Close_forecast is the column that we are trying to predict here which is the price for the next day

In [None]:
# Set the 'Date' column as the index
df.set_index('Date', inplace=True)
X = np.array(df.index).reshape(-1,1)
# To create the NumPy array X from the index values of the dataframe df('Date')
# df.index refers to the index values of the DataFrame df, which in this case are the dates.
# np.array(df.index) converts the index values into a NumPy array.
# .reshape(-1,1) is used to reshape the array. In this case, -1 indicates that the number of rows is unknown and will be inferred based on the number of elements in the array, while 1 indicates that there should be only one column.
# By reshaping the array to have one column, we are preparing the data to be used as the independent variable (X) in the linear regression model.
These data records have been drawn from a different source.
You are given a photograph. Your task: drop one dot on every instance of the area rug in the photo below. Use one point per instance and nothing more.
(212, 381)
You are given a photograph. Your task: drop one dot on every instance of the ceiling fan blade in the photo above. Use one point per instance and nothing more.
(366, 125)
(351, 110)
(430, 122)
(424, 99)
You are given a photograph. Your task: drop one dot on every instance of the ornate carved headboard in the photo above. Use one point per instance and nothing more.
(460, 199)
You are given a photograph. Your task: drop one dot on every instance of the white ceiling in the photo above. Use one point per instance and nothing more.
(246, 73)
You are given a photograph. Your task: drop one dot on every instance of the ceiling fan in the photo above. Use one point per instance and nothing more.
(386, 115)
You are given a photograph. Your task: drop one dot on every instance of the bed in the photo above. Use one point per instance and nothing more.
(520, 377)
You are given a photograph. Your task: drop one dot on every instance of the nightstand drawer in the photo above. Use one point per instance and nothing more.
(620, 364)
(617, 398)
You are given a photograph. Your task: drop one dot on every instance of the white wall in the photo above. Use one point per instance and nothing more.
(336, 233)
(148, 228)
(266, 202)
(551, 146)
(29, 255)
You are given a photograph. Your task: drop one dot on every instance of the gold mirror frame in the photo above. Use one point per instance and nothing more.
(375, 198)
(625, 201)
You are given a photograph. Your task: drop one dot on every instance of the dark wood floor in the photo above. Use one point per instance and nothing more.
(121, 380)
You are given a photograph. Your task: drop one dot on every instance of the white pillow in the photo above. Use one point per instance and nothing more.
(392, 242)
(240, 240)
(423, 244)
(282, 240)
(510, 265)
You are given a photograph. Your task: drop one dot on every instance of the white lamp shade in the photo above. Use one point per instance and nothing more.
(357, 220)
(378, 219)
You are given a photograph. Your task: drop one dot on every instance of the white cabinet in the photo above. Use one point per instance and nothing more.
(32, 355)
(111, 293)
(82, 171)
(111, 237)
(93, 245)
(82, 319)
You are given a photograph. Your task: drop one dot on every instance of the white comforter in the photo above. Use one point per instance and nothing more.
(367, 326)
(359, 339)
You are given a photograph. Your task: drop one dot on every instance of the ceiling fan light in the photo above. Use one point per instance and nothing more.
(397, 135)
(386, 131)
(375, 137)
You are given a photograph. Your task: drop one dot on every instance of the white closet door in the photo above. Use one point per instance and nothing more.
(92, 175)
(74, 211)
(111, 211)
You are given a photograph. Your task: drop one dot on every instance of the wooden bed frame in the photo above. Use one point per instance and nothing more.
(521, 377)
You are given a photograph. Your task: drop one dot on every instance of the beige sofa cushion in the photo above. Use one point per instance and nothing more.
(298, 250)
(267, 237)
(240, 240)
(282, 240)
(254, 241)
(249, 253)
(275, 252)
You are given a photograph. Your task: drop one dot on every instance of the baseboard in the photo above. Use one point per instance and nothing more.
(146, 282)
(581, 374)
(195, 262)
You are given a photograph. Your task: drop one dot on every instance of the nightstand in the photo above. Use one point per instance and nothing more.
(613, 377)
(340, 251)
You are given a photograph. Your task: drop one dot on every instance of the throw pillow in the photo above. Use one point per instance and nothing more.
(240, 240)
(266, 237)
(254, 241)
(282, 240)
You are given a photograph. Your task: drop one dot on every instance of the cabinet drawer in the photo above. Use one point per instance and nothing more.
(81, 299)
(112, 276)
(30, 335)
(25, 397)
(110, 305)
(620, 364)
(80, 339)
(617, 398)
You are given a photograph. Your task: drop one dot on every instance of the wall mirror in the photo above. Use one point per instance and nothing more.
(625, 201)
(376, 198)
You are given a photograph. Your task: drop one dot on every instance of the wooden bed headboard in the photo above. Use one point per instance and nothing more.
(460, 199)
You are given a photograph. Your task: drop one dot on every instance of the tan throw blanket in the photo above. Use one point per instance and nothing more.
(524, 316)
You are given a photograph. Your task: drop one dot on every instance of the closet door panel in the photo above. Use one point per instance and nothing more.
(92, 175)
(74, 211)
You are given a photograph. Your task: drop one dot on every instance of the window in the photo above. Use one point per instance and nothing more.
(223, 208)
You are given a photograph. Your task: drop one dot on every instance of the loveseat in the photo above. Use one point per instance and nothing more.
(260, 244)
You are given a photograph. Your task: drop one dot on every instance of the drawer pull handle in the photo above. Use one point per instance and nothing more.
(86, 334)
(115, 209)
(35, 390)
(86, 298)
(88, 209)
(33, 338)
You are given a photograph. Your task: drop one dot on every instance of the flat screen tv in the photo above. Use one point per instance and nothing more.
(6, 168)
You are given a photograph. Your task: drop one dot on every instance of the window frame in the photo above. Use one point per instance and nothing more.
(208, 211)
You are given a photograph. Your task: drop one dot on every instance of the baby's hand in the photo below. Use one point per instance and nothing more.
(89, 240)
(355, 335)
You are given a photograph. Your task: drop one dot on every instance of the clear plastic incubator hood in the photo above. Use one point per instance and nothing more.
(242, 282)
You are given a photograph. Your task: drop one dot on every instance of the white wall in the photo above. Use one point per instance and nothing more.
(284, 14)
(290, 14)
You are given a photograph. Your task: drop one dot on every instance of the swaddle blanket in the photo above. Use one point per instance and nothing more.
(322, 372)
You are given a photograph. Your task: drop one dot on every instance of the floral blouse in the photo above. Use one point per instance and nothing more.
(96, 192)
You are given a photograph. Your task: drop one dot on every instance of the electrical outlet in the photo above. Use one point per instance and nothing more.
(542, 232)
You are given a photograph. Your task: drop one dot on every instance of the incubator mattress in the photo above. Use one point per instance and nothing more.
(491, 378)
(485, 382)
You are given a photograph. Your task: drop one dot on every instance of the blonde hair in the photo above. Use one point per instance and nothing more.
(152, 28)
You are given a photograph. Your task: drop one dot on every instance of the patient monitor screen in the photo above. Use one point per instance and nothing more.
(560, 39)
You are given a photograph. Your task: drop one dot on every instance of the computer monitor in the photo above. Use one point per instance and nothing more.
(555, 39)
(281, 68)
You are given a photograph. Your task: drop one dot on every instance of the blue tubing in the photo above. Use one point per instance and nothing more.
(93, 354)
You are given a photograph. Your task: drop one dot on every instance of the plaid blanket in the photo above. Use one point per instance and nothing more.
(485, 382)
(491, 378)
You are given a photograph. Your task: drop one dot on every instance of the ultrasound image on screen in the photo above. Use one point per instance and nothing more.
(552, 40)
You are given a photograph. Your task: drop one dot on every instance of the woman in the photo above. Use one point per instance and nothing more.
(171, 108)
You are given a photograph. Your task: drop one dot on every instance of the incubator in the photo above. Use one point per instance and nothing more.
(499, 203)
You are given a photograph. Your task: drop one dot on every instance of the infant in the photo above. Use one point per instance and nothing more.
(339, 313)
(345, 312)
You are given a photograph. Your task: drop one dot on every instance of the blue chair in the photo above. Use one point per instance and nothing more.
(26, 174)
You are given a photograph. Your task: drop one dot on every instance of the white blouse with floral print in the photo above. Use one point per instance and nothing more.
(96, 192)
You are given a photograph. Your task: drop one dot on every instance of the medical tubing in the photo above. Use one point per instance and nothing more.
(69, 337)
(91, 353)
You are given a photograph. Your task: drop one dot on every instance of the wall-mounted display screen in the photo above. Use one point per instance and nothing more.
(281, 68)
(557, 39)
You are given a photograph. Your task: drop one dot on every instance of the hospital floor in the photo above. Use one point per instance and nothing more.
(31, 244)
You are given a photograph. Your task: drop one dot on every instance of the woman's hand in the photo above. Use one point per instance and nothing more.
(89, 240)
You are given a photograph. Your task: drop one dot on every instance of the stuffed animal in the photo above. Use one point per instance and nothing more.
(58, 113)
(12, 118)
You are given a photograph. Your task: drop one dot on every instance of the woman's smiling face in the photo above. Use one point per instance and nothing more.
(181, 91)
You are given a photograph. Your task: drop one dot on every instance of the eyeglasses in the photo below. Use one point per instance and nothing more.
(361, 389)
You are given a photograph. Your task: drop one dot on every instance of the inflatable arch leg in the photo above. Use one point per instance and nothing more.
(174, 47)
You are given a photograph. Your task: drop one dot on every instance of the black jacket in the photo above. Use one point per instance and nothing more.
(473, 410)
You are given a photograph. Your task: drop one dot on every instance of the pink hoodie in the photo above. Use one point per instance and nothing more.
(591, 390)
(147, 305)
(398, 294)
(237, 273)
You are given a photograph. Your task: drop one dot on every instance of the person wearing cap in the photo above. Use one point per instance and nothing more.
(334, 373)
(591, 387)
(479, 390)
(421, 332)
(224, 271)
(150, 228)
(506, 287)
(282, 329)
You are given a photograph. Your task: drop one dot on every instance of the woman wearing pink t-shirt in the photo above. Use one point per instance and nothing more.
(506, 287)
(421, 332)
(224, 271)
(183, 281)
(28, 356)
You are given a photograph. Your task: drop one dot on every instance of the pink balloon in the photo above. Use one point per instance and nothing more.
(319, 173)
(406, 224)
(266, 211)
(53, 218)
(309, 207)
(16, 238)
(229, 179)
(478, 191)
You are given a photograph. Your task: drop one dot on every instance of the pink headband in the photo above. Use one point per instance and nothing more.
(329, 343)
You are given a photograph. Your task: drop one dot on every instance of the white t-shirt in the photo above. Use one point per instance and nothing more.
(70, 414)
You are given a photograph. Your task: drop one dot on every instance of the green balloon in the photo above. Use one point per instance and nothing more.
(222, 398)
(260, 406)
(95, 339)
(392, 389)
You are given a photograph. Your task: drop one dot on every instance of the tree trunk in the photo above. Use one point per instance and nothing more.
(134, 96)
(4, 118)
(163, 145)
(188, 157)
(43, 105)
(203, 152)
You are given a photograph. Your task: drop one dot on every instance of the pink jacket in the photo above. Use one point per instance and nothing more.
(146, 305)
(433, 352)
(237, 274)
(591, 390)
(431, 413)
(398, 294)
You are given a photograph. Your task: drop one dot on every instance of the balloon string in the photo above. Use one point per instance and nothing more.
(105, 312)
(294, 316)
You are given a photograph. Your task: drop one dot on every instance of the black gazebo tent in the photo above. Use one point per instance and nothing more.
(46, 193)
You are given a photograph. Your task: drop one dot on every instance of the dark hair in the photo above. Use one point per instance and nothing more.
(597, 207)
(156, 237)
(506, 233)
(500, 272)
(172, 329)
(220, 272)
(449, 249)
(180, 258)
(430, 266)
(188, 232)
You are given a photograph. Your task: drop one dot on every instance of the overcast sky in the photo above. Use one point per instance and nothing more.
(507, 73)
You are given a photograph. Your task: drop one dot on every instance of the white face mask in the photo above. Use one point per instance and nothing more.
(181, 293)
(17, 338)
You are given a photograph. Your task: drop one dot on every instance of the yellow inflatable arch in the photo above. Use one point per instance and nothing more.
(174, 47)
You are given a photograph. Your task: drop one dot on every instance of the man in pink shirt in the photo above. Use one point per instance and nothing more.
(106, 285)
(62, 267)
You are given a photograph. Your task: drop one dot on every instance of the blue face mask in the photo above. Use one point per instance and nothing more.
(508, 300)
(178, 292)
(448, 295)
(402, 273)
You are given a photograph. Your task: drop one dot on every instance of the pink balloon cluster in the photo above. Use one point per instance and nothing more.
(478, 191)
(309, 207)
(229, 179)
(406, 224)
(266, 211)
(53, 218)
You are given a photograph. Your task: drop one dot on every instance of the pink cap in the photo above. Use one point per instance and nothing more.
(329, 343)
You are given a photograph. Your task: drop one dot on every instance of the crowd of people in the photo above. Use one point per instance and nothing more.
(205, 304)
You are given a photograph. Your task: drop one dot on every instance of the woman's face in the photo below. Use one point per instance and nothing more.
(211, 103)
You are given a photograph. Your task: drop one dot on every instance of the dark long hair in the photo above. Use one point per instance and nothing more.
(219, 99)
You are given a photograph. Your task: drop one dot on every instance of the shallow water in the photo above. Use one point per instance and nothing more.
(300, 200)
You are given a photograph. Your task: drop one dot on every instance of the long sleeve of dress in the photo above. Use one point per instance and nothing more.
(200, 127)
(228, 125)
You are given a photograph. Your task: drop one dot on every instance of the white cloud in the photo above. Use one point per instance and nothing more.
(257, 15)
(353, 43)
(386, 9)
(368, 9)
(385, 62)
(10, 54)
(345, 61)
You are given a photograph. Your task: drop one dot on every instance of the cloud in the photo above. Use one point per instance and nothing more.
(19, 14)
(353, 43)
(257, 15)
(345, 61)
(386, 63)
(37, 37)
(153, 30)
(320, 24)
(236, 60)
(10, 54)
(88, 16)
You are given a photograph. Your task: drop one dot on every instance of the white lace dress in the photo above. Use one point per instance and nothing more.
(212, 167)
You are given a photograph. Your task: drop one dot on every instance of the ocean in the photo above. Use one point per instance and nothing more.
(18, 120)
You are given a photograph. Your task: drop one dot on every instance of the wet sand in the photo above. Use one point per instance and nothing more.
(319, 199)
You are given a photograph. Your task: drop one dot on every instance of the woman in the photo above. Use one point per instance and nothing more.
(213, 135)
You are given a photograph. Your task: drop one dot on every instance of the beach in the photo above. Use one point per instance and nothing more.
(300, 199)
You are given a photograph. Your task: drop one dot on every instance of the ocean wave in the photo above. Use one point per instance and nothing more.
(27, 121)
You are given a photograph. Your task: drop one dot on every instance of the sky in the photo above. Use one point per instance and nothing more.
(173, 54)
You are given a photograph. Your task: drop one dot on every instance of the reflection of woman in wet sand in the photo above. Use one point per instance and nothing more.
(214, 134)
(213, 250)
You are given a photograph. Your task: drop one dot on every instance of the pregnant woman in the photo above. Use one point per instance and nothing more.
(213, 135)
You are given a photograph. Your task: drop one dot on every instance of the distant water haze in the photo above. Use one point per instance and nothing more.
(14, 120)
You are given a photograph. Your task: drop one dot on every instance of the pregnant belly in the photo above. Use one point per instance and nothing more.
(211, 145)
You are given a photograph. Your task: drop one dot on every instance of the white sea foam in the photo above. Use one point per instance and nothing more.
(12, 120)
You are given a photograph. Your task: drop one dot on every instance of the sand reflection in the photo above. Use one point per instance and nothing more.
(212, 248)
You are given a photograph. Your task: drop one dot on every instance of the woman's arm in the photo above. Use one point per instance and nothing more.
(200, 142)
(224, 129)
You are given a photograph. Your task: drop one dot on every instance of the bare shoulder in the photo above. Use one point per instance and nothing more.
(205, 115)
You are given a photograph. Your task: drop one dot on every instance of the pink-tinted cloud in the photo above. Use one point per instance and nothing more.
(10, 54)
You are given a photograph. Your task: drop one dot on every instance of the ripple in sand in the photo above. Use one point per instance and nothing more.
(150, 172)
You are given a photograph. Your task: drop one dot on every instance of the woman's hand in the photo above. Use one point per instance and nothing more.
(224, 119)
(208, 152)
The X array will contain the dates, allowing us to train the model to predict the stock prices based on the corresponding dates
y = df['Close_forcast']

In [None]:
# Splitting the data into train and test set
X_train,X_test,y_train,y_test = train_test_split(X,y,test_size=0.3,random_state=5)

In [None]:
X.shape

In [None]:
X_train.shape

In [None]:
y_train.shape

In [None]:
y_test.shape

**Scaling the train set features**

In [None]:
mm = MinMaxScaler()
ss = StandardScaler()

#Feature Scaling -results in a feature set having normally distributed values
ss.fit(X_train)

**BUILDING LINEAR REGRESSION MODEL**

In [None]:
# Creating an instance of the LinearRegression class and training it
lr = LinearRegression()
lr.fit(X_train,y_train)
# y_pred = lr.predict(X_test)

In [None]:
type(X_test)

In [None]:
# Predict the stock prices
X_test = X_test.astype(float)
y_pred = lr.predict(X_test)

In [None]:
y_test

In [None]:
y_pred_df = pd.DataFrame(y_pred)
y_pred_df

In [None]:
y_test_df=pd.DataFrame(y_test)
y_test_df

In [None]:
# Create a new DataFrame for visualization
df_pred = pd.DataFrame({'Actual': y_test_df['Close_forcast'], 'Predicted': y_pred}, index=y_test.index)

In [None]:
df_pred = df_pred.reset_index()
df_pred

In [None]:
df_pred.dtypes

In [None]:
# Sorting the df_pred dataframe according to 'Date'
df_pred_sorted = df_pred.sort_values('Date')
df_pred_sorted

**PLOT PREDICTED vs ACTUAL PRICE ON TIME SERIES PLOT FOR GOOGLE**

In [None]:
# Plot the actual and predicted stock prices
plt.figure(figsize=(12, 6))
plt.plot(df_pred_sorted['Date'], df_pred_sorted['Actual'], label='Actual')
plt.plot(df_pred_sorted['Date'], df_pred_sorted['Predicted'], label='Predicted')
plt.title('Actual vs Predicted Stock Prices - GOOGLE')
plt.xlabel('Date')
plt.ylabel('CLosing Price')
plt.legend(['Actual', 'Predicted'])
plt.show()

**MODEL EVALUATION**

In [None]:
# Calculating theMAE and MSE for the Model
print(mean_absolute_error(y_test,y_pred))
print(mean_squared_error(y_test,y_pred))
np.sqrt(mean_squared_error(y_test,y_pred))

**DECICISION TREE REGRESSION**

In [None]:
from sklearn.model_selection import cross_val_score

from sklearn.tree import DecisionTreeRegressor
tree_reg = DecisionTreeRegressor()
tree_reg.fit(X_train, y_train)

In [None]:
y_pred_tree = tree_reg.predict(X_test)

In [None]:
mean_squared_error(y_test, y_pred_tree)

In [None]:
#but this is overfitting model
#cv=8 => dividing into 8 folds
rmses = np.sqrt(-cross_val_score(tree_reg, X_train, y_train, cv=8, scoring='neg_mean_squared_error'))

In [None]:
#rmse of DecisionTreeRegressor
rmses

**RANDOM FOREST REGRESSOR**

In [None]:
from sklearn.ensemble import RandomForestRegressor
rand_reg = RandomForestRegressor()
rmses = np.sqrt(-cross_val_score(rand_reg, X_train, y_train, cv=8, scoring='neg_mean_squared_error'))

In [None]:
#rmse of RandomForestRegressor
rmses

In [None]:
rand_reg.fit(X_train, y_train)
y_pred_rf = rand_reg.predict(X_test)
mean_squared_error(y_test, y_pred_rf)

The minimum value of Root Mean Squared Error is obtained by using the RandomForestRegressor model.